Former Danish FM calls to turn Nord Stream 2 into 'Pyrrhic Victory' for Moscow
Read on the website Vestnik KavkazaFormer Danish Foreign Minister Uffe Ellemann-Jensen of the liberal-conservative party Venstre has urged Western countries to use all the means at their disposal and find a way to turn the Nord Stream 2 gas pipeline into a "Pyrrhic victory for Russia".
The former foreign minister admitted that Nord Stream 2 is "almost finished" despite long delays, including the Danish environmental approval which took a long time, and the US sanctions that "almost completely stopped the project".

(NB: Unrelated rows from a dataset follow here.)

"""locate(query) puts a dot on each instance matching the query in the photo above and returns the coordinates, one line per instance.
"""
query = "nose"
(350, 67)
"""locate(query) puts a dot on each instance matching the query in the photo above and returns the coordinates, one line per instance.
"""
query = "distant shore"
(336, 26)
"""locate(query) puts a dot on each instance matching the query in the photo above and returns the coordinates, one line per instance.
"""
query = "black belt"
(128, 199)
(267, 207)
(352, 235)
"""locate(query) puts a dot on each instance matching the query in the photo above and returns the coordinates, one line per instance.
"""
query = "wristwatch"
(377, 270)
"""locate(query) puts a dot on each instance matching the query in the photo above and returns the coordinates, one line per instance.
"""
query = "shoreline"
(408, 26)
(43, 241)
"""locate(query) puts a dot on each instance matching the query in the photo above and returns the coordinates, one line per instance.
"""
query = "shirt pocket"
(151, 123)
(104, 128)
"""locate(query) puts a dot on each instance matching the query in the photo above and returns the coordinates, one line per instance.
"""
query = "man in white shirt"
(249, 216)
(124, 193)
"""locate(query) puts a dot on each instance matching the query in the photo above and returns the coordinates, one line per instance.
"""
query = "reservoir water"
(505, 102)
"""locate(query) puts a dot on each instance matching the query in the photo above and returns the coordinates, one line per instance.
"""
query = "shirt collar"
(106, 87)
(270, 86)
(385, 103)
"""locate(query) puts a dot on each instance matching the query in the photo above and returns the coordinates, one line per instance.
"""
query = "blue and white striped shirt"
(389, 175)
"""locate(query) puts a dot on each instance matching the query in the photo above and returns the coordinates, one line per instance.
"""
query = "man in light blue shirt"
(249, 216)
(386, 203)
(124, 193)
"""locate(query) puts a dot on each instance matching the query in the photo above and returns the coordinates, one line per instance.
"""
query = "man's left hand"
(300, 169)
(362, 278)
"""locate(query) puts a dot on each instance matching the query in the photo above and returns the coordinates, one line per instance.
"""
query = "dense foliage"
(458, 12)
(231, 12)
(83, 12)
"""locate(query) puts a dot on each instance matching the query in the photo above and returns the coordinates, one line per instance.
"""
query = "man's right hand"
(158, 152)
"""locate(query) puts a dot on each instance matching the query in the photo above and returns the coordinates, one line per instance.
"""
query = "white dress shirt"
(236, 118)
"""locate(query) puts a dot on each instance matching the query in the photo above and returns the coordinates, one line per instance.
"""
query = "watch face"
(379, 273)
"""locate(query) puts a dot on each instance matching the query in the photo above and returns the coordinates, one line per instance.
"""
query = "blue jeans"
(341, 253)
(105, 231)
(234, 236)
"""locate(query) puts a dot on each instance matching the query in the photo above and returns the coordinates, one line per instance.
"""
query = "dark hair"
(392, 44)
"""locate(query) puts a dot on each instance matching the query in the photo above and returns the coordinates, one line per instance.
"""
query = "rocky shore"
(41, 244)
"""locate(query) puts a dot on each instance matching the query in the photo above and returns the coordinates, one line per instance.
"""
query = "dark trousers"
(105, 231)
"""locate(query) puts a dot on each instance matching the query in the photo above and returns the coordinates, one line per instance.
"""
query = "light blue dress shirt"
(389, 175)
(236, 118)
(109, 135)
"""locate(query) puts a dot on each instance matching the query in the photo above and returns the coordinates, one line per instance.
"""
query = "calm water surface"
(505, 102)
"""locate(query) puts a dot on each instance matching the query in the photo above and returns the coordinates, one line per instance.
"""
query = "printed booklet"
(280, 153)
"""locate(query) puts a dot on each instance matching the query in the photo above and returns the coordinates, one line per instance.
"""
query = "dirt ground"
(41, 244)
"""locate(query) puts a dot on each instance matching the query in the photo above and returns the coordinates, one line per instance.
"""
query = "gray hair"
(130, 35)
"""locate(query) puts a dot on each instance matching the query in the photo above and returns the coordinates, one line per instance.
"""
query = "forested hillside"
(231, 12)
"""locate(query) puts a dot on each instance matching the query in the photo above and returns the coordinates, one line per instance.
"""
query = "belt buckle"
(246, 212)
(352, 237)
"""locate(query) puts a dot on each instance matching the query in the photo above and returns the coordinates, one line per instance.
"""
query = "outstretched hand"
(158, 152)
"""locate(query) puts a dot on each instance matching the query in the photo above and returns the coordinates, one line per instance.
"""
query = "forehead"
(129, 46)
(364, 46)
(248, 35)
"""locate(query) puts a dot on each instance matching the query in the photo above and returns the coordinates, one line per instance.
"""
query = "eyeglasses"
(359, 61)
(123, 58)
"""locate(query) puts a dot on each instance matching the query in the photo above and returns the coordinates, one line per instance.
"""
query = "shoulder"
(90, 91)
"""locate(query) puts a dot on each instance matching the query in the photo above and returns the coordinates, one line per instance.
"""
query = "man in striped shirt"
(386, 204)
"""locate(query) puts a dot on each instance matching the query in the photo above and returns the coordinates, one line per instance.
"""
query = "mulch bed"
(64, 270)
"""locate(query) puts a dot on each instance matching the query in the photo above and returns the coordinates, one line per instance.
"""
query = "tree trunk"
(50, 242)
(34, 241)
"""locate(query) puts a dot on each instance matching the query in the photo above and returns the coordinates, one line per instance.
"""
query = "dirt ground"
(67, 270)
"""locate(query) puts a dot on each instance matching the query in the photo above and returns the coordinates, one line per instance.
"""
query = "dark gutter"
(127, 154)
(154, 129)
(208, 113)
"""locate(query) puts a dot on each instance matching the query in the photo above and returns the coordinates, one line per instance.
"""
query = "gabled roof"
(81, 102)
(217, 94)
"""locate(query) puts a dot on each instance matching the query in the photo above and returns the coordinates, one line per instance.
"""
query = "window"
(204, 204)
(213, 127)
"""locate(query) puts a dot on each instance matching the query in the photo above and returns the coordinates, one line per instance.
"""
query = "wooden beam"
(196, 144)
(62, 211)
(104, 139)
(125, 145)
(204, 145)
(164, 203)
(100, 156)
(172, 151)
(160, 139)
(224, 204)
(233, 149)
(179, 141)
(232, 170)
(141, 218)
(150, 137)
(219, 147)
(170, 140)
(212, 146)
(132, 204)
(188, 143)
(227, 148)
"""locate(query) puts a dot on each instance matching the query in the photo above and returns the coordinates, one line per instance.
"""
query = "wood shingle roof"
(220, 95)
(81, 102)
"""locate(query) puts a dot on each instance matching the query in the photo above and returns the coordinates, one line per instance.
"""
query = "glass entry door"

Ellemann-Jensen also decried the Biden administration's handling of the pipeline, calling it a "genuflection" to President Putin. "Had his predecessor Donald Trump done so, this columnist, alongside many others, would have described it as yet more proof that Trump was in Putin's pocket", he admitted.
"There is an important point to be made: it must not become a carte blanche for Putin and Gazprom to divide and conquer in European energy policy", Ellemann-Jensen wrote in an opinion piece for the newspaper Berlingske. "Europeans should be able to turn off the tap when they need to put pressure on Russia", Sputnik cited him as saying.
In order to reduce "the threat of dependence on Russian gas", as he put it, he mused that the construction of a gas pipeline from Norway to Poland should be completed as soon as possible.
"In several places in Denmark, you can see large stocks of pipes, which are waiting for a resolution in a case that where suddenly some protected mice appear to be bothered by the pipeline", Ellemann-Jensen wrote, citing the Danish authorities' rejection of the 210-kilometre $2.6 billion Baltic Pipe due to protected habitats of the hazel doormouse and the birch mouse. The pipeline, intended to be put into operation in 2022, was to link Danish and Polish gas consumers with Norwegian gas fields in the North Sea.
The ex-Danish foreign minister additionally suggested purchasing American liquefied gas as an alternative and concluded that a common European energy policy could also put "pressure" on Moscow in the gas market, urging Europe to "think creatively".